1.  Observe and Interact
2.  Catch and Store Energy
3.  Obtain a yield
4.  Apply self regulation and accept feedback
5.  Use and value renewable resources and services
6.  Produce no waste
7.  Design from patterns to details
8.  Integrate rather than segregate
9.  Use small and slow solutions
10. Use and value diversity
11. Use edges and value the marginal
12. Creatively use and respond to change

Michael runs courses during the year so if you are interested in attending one just check out his website. 

There will be some more interesting workshops coming up for our Simple Living Toowoomba group and if you would like to be notified of them just fill out the contact form on the website. Racheal has recently written a very interesting post there about Palagonite: The unusual local mineral for conditioning soil so check it out.  

Have a great week everyone!



  1. Chel, you're quite right, I was having a good chuckle at your sheep story. :) Two fantastic workshops you attended, thanks for sharing the recipe for the salt scrub. I've often wondered how to make it, but will have a go now. It's fantastic stuff for getting sheep farmer's hands clean! ;)

  2. Nanna Chel,
    They look like interesting workshops. I haven't been able to attend as my health has been rubbish this month. Hopefully next month I can catch up with a few Simple living workshops. Racheal's workshop seemed interesting too.

    1. Sorry to hear you have been unwell, Shiralee. Hopefully you will get to the next one.

  3. I'm picturing you running away from that sheep back through the gate. I think my heart would have been pounding.
    The permaculture workshop sounds great.
    I use Rosehip oil on my skin which keeps it lovely and soft especially during winter. Exfoliating with the salt scrub would be a great addition. Thanks for sharing.. I also find coconut oil is wonderful for treating mouth ulcers.
    That permaculture workshop sounds amazing and the 12 principles of permaculture would be handy to have printed and in sight.

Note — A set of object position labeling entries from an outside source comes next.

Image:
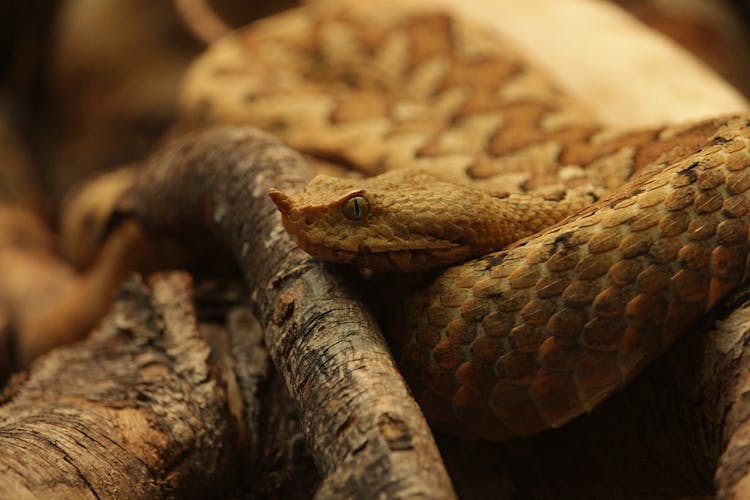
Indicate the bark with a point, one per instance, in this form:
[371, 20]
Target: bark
[365, 432]
[664, 436]
[136, 411]
[153, 405]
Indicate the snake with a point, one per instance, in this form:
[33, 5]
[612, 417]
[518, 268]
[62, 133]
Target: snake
[559, 257]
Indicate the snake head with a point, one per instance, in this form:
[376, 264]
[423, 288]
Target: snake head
[396, 222]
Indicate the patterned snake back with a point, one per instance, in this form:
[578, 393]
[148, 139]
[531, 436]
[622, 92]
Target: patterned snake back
[542, 329]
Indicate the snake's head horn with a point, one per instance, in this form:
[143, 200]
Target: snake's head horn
[282, 201]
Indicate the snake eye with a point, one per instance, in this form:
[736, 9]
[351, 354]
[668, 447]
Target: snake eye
[356, 208]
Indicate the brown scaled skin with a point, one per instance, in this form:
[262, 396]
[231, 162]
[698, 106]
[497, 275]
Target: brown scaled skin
[377, 224]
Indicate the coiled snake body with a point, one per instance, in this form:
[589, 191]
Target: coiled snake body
[582, 289]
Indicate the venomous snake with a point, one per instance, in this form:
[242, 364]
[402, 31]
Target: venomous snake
[569, 295]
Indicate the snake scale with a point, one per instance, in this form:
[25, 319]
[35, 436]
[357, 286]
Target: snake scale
[569, 295]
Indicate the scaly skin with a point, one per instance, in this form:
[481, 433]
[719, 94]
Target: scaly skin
[527, 337]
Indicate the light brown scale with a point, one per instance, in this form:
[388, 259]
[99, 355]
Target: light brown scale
[523, 339]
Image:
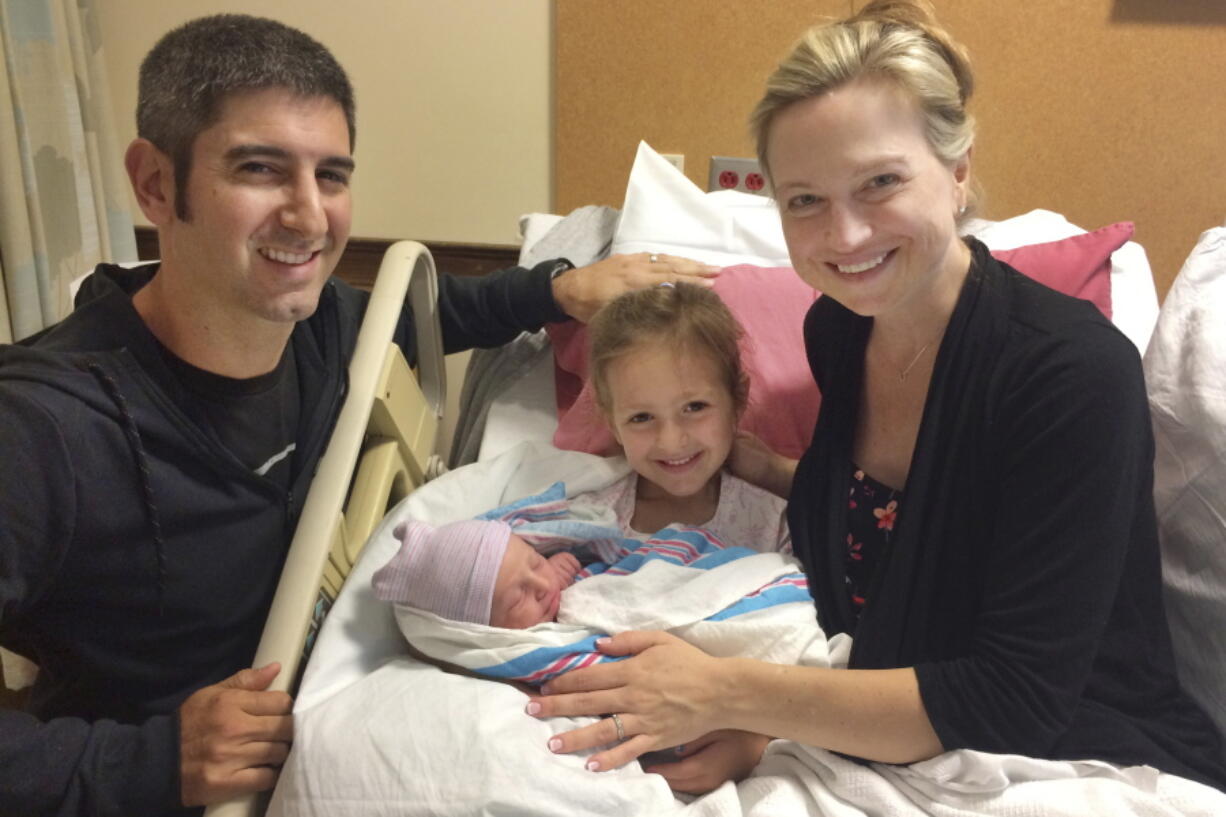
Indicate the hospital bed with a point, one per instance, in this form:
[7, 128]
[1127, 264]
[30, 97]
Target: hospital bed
[379, 731]
[385, 439]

    1. Kylie, I think the kids thought it was so funny that I got a fright. Ha ha!

  4. The workshops sound wonderful and interesting. I love making body products. I don't do it enough. Those lambs...sweet!!!

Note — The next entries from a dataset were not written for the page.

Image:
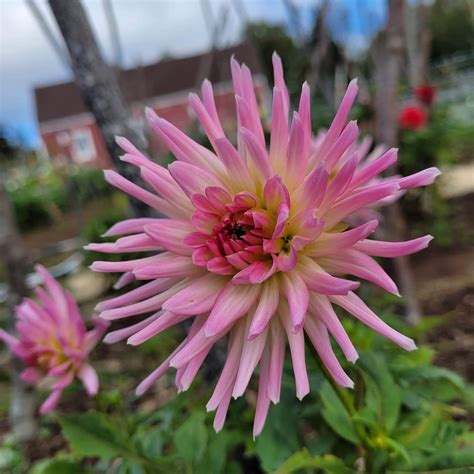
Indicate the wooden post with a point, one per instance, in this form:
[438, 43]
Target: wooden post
[22, 403]
[99, 88]
[389, 55]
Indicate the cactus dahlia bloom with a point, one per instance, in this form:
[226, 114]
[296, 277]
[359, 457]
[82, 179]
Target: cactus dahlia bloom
[53, 342]
[255, 245]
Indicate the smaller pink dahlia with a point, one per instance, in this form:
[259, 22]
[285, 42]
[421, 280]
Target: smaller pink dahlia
[53, 341]
[256, 246]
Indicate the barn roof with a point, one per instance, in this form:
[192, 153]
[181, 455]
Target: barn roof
[144, 82]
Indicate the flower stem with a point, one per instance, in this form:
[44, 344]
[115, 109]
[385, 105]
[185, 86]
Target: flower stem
[346, 400]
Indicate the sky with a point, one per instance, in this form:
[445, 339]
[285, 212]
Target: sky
[149, 29]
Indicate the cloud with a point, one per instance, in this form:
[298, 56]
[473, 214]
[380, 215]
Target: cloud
[149, 29]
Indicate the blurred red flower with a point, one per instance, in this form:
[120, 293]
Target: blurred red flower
[412, 117]
[425, 93]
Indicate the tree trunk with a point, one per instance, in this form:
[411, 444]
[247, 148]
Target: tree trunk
[388, 62]
[99, 87]
[22, 403]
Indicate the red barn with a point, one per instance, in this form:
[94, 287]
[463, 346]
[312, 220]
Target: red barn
[68, 129]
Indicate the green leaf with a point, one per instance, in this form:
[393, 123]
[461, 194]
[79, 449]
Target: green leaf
[422, 433]
[336, 415]
[279, 439]
[304, 460]
[191, 439]
[94, 435]
[383, 396]
[59, 466]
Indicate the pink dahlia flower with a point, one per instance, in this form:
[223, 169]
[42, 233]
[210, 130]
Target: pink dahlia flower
[53, 342]
[255, 245]
[413, 117]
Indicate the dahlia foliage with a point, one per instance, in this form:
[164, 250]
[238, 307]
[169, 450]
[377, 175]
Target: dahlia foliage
[53, 342]
[255, 245]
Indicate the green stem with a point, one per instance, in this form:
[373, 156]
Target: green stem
[346, 400]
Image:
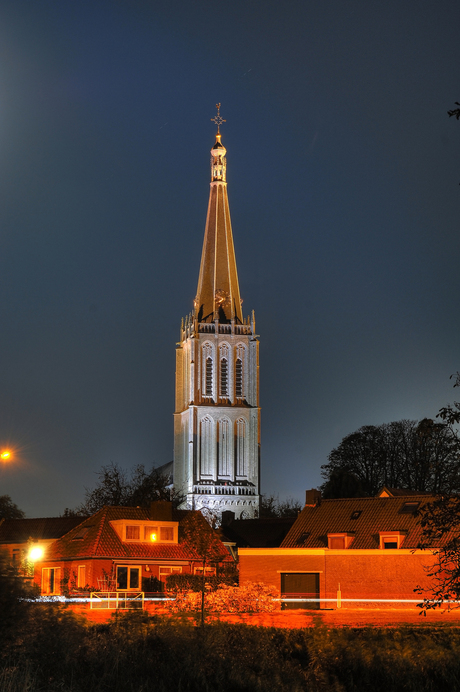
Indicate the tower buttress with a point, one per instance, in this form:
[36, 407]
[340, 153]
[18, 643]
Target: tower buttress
[217, 414]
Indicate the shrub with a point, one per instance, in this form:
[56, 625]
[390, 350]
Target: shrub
[249, 598]
[177, 583]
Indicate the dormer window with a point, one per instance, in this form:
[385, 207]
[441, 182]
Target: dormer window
[133, 533]
[409, 507]
[391, 540]
[138, 531]
[339, 541]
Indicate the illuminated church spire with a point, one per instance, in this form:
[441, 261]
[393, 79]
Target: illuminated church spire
[218, 293]
[216, 423]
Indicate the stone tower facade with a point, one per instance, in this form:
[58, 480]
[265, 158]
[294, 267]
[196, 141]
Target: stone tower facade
[217, 416]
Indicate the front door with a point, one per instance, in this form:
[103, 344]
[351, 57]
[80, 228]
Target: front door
[300, 585]
[128, 578]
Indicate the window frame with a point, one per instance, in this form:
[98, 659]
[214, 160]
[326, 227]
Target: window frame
[347, 540]
[391, 537]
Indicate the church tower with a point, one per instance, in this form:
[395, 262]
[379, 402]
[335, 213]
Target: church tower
[217, 417]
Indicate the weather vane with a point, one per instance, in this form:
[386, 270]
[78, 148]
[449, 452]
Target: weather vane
[218, 119]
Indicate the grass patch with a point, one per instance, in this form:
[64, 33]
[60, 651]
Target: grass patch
[55, 650]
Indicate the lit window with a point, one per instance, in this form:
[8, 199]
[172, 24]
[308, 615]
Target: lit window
[390, 544]
[208, 571]
[133, 533]
[391, 540]
[51, 580]
[150, 533]
[81, 578]
[224, 377]
[208, 376]
[81, 534]
[128, 578]
[239, 378]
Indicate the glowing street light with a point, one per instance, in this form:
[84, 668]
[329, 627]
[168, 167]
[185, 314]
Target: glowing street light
[36, 553]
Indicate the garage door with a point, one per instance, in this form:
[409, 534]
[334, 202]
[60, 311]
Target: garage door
[300, 585]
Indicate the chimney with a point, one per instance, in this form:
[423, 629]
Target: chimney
[312, 497]
[161, 510]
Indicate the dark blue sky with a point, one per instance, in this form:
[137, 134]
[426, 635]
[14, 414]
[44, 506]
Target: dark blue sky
[343, 178]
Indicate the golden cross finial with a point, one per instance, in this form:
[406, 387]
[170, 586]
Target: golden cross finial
[218, 119]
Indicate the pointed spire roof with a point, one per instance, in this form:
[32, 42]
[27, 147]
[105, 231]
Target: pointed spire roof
[218, 293]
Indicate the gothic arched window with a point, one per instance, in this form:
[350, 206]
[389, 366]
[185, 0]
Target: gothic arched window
[225, 449]
[206, 456]
[208, 377]
[208, 371]
[224, 377]
[239, 372]
[239, 378]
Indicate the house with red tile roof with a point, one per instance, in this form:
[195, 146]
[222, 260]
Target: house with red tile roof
[121, 549]
[365, 549]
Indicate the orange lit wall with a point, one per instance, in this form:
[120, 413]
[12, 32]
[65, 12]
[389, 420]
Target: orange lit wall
[367, 574]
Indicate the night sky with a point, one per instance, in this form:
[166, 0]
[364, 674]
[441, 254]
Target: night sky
[343, 176]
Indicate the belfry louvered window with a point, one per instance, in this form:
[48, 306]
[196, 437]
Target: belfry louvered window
[208, 376]
[239, 378]
[224, 377]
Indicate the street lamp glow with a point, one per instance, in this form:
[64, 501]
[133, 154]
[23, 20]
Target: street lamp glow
[35, 553]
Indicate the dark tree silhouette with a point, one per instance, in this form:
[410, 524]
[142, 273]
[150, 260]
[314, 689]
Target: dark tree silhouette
[440, 521]
[414, 455]
[196, 532]
[139, 489]
[272, 506]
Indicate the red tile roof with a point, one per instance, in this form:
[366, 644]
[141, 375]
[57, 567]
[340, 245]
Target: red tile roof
[375, 515]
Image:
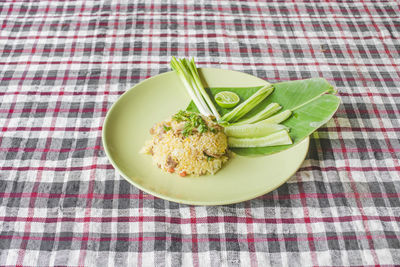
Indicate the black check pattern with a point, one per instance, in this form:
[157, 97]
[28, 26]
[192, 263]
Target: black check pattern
[63, 64]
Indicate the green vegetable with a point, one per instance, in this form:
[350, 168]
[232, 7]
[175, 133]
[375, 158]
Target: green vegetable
[267, 112]
[187, 72]
[311, 101]
[248, 105]
[227, 99]
[280, 117]
[166, 128]
[254, 130]
[279, 138]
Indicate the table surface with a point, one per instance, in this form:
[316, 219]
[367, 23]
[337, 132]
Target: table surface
[64, 63]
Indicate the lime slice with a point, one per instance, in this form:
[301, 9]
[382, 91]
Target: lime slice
[227, 99]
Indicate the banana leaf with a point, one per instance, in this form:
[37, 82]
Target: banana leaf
[312, 101]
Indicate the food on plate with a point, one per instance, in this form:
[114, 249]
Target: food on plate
[188, 144]
[258, 120]
[227, 99]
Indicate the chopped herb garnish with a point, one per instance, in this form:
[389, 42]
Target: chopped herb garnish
[166, 128]
[193, 121]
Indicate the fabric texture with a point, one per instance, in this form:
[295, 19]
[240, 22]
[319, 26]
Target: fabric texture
[64, 63]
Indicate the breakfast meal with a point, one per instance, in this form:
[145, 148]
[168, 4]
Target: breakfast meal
[188, 144]
[219, 122]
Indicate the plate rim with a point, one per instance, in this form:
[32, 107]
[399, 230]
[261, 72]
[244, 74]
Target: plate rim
[184, 201]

    1. Yes, the lambs were very sweet, Chrissy. Next time I might take a photo of them from the other side of the fence.

  5. Sounds like you had a great time, and learned a great deal. I tried making a new moisturizer, out of coconut oil too. Recipe here.

    I found it really slick to use at first, and shiny! But after about a week of using it, I tried going back to regular sorbolene cream. But it felt like I was rubbing a plastic mask over my skin. I never knew that's what cream felt like, until I tried using a natural oil as a moisturiser.

    Do you find you have to adjust to the new coconut oil, based moisturiser?

    1. Chris, Racheal said to use an amount about the size of a 5c and to work it into your skin. I have only used it once so can't tell what it will be like long term. I normally use sorbolene cream too.

    2. Chris I just looked at the ingredients for Racheal's facial moisturiser and it was just 25 drops essential oil and 1T fractionated coconut oil. She uses doTerra essential oils.

  6. Haha Chel your sheep story made me laugh. :) I had a similar experience, but with a cow (or a bull , I didn't care to find out).
    Lambs are so cute though.

  7. You've certainly been busy! Love the sheep story.

  8. Sounds like a lot of fun Nanna Chel. I had a chuckle at your little sheep encounter.

    Goes to show all mummies are protective of their young, just like us humans. They want to keep them safe.

    Glad to hear you learned a lot at the permaculture course. I hope you put it all into practice and share here on your know I would love that, right?